Warto w tym miejscu przypomnieć także o tym, że w polskim procesie karnym obowiązują zasady domniemania niewinności i in dubio pro reo (art. 5 k.p.k.), nakazujące uznawać oskarżonego za niewinnego dopóki wina nie zostanie mu udowodniona oraz rozstrzygać na jego korzyść wątpliwości, które nie dają się usunąć. Istotą zasady domniemania niewinności jest dyrektywa, że oskarżony musi być traktowany jako niewinny niezależnie od przekonania organu procesowego. Konsekwencją tej zasady jest fakt, że materialny ciężar dowodu winy spoczywa na oskarżycielu, który ponosi także ryzyko nieudania się dowodu. Oskarżony nie musi udowadniać, że jest niewinny. Wyrok uniewinniający oskarżonego powinien zapaść zarówno wtedy, gdy wykazana została jego niewinność, jak i wtedy, kiedy wprawdzie nie zostanie udowodniona jego niewinność, ale także nie zostanie udowodniona jego wina.

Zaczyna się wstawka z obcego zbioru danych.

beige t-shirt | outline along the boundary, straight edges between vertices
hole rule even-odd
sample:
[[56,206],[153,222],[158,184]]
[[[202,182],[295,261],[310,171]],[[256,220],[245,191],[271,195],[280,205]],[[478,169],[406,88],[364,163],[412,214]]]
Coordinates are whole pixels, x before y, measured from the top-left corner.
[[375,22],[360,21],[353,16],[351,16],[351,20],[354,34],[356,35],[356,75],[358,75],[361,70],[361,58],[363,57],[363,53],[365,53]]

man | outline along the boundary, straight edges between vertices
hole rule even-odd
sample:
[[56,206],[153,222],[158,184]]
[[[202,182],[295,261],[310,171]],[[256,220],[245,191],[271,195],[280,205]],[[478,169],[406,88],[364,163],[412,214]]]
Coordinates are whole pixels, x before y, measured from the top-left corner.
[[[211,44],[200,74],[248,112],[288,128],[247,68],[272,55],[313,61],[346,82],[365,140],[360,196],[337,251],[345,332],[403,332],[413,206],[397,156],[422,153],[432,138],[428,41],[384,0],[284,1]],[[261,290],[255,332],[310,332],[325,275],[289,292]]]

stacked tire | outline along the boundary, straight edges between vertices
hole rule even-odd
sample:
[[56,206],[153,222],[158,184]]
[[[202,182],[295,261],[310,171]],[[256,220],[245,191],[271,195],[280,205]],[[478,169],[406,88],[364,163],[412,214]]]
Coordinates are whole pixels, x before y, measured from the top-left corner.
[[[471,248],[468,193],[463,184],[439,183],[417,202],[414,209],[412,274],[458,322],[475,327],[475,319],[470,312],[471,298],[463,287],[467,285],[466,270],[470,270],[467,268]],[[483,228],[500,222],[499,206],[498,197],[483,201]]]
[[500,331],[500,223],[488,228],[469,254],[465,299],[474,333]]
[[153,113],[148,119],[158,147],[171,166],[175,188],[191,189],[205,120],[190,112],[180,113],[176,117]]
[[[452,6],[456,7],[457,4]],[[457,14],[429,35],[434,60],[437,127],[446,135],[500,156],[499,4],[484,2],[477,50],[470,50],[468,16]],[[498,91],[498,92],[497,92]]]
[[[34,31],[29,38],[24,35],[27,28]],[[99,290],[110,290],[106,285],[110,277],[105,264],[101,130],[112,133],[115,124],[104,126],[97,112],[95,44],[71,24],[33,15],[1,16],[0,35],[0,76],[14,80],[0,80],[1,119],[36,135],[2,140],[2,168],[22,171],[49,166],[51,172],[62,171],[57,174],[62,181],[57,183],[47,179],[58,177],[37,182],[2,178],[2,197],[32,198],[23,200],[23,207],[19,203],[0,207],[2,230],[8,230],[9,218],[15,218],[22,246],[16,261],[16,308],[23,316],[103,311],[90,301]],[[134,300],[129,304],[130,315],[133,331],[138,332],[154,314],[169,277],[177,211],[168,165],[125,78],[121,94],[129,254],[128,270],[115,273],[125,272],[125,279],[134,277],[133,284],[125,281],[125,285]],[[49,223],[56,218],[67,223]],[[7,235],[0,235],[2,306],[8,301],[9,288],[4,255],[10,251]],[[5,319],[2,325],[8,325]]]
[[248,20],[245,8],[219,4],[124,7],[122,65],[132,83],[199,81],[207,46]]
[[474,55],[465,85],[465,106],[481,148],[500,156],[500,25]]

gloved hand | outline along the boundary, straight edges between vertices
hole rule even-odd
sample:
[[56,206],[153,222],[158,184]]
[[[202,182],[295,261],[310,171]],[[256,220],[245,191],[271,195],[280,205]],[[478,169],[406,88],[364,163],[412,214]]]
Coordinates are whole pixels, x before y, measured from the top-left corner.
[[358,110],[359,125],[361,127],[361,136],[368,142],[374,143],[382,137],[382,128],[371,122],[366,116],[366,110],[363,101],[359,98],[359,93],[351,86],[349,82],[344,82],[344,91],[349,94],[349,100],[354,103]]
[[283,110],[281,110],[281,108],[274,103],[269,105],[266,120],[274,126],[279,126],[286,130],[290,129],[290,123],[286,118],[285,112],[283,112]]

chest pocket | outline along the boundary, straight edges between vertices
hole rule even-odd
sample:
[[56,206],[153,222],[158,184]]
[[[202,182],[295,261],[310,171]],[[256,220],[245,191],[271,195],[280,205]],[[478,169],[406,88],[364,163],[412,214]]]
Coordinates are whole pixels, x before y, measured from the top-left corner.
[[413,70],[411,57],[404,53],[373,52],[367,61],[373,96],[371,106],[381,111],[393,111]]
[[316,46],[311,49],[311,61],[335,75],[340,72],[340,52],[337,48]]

Wynikająca z zasady domniemania niewinności zasada in dubio pro reo (§ 2) ma zastosowanie tylko wtedy, gdy pomimo przeprowadzenia wszystkich dostępnych dowodów, pozostają w dalszym ciągu niewyjaśnione okoliczności. W takiej sytuacji niedające się usunąć wątpliwości rozstrzyga się na korzyść oskarżonego. Wówczas wybiera się wersję, która dla oskarżonego jest najkorzystniejsza, choć nie wyklucza to tego, że mogło być inaczej, ale nie zdołano tego ustalić w sposób stanowczy (por. Komentarz aktualizowany do art. 5 kpk, J. Grajewski, L.K. Paprzycki, S. Steinborn, 2011r.). Nie możemy też zapominać, że oskarżony w procesie karnym nie musi udowadniać swojej niewinności (art. 74 § 1 kpk), to na oskarżycielu ciąży obowiązek uwodnienia jego winy, czego w tej sprawie nie uczyniono.

Biorąc pod uwagę powyższe sąd uniewinnił oskarżonego od popełnienia zarzuconego mu czynu, orzekając jednocześnie o kosztach procesu zgodnie z dyspozycją art. 632 pkt 2 k.p.k.